Zusammenfassung
Die Mehrheit der Patienten mit akuten Rückenschmerzen weist keine schwerwiegende, zugrunde liegende Erkrankung auf. Viele internistische Erkrankungen können sich jedoch mit akuten oder chronischen Rückenschmerzen manifestieren. In der Beurteilung von Patienten mit Rückenschmerzen sind daher die Anamnese und die klinische Untersuchung wichtig, um Hinweise auf eine allfällige, zugrunde liegende Erkrankung zu erfassen. Insbesondere Alarmzeichen, die auf eine akute und lebensbedrohliche Erkrankung hinweisen, sollten dabei nicht verpasst werden. Meist ist bei fehlendem Vorliegen von entsprechenden Alarmzeichen, Risikofaktoren oder klinischen Hinweisen keine systematische Suche von internistischen Grunderkrankungen nötig. Nachfolgend sind die wichtigsten Differenzialdiagnosen und klinischen Hinweise sowie Alarmsymptome zusammengefasst.
Abstract
The majority of patients with acute back pain have no serious underlying disease; however, many internal diseases can be manifested as acute or chronic back pain. Therefore, in the assessment of patients with back pain the clinical history and clinical examination are important in order to detect indications for a possible underlying disease.

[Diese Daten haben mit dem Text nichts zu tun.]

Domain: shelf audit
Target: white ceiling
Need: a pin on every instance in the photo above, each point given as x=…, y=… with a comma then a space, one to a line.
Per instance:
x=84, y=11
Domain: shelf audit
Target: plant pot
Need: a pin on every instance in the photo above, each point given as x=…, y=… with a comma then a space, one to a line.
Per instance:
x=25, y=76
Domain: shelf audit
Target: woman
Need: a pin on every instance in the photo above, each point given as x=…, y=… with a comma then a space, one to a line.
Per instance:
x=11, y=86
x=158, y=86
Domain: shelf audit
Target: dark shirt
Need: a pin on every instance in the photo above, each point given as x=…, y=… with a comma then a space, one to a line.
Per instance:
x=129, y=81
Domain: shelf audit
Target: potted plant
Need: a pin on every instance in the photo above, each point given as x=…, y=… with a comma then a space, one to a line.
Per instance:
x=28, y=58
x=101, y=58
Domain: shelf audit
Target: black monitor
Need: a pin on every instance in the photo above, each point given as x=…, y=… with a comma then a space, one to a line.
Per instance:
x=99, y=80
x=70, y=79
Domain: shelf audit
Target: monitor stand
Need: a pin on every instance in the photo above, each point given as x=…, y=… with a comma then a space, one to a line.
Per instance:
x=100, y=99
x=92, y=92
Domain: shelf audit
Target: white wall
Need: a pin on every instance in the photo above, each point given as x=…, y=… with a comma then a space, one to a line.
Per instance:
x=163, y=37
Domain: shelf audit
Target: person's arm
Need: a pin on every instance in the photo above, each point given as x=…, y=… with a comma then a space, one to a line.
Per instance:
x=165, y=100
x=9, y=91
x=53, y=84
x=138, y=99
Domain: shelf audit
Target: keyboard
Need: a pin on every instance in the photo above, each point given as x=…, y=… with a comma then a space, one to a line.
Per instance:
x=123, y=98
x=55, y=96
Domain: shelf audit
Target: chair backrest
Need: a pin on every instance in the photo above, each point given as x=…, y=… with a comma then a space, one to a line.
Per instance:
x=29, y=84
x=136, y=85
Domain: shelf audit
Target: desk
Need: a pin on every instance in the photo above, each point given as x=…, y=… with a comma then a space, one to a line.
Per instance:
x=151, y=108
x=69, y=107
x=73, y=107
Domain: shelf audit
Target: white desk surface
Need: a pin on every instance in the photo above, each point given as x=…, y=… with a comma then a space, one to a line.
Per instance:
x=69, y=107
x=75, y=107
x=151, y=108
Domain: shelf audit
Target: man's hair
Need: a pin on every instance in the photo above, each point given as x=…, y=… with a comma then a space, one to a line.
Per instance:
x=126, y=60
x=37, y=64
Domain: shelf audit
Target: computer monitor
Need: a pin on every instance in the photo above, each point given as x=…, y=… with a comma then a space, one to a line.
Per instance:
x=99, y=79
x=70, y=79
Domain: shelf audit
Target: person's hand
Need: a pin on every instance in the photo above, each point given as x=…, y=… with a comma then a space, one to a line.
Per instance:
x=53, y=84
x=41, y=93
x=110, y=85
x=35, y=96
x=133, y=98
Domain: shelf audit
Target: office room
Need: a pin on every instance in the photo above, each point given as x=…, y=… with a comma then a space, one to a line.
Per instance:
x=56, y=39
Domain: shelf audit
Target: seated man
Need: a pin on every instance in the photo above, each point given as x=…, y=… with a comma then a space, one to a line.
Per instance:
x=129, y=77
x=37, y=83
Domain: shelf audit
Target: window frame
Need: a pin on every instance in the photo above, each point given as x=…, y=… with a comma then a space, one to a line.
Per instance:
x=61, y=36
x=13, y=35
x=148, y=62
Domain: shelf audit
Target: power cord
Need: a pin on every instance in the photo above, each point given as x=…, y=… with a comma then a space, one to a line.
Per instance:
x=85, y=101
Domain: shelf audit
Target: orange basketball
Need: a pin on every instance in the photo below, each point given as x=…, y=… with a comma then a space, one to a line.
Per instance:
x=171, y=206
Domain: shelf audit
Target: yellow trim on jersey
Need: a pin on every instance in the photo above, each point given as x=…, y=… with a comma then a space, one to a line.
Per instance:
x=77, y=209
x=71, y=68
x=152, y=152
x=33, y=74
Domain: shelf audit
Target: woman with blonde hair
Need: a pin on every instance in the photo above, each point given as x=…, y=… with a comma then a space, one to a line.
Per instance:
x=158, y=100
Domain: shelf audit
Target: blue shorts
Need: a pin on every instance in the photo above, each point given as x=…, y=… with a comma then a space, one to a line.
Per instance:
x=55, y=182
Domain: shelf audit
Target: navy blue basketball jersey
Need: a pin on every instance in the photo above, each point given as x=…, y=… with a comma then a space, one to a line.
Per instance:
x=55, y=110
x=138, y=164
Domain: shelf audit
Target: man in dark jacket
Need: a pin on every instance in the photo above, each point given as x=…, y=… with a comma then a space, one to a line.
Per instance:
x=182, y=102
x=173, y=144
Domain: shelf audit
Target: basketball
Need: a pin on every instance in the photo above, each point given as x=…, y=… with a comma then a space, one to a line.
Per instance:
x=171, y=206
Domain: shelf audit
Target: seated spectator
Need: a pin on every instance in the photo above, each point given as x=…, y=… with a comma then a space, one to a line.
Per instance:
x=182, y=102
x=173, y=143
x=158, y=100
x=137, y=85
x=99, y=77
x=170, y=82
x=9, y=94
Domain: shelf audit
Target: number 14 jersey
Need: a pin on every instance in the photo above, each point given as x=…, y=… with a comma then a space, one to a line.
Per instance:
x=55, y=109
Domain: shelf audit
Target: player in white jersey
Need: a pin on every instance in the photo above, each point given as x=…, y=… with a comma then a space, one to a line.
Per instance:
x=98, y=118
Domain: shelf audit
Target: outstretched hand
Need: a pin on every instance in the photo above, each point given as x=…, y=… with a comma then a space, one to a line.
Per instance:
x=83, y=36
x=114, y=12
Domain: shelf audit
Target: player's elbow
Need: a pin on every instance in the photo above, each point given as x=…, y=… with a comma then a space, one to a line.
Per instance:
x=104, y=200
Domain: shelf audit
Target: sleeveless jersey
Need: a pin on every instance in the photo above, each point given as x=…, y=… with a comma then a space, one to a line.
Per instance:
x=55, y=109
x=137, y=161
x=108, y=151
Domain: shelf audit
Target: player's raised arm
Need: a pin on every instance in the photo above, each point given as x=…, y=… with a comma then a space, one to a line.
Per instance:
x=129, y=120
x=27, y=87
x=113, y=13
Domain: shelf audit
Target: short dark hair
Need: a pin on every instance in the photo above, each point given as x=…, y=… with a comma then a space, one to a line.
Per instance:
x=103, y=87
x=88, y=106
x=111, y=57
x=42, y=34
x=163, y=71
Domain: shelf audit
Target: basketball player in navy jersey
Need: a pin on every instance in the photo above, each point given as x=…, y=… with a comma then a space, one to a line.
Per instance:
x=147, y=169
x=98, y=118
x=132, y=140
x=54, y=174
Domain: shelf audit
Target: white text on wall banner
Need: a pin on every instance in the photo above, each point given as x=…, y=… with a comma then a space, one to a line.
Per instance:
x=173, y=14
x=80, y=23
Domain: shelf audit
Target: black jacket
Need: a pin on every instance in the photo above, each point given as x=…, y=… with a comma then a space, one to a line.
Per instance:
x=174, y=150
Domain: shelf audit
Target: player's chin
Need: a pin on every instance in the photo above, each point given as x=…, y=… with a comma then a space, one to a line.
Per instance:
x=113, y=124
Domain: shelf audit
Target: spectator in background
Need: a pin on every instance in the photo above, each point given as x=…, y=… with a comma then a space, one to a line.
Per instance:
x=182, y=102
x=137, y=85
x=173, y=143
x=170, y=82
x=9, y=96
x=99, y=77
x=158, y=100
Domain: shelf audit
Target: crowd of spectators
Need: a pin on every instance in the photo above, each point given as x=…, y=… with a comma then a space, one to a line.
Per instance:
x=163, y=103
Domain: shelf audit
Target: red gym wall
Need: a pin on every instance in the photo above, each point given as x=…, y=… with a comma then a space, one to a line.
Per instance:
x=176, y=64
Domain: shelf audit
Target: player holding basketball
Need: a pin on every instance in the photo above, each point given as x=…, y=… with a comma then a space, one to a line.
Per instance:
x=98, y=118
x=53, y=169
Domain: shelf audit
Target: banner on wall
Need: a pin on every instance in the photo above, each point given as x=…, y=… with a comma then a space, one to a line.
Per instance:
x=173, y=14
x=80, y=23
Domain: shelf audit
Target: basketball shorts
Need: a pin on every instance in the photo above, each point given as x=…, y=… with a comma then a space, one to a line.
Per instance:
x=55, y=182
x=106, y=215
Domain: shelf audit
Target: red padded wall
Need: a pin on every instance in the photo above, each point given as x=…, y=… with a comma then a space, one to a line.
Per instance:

Particularly red flags that indicate an acute or life-threatening disease should not be missed. In most cases where such red flags, risk factors or clinical indications are not present, no systematic search for internal underlying diseases is necessary. This article summarizes the most relevant differential diagnoses and clinical indications as well as warning symptoms.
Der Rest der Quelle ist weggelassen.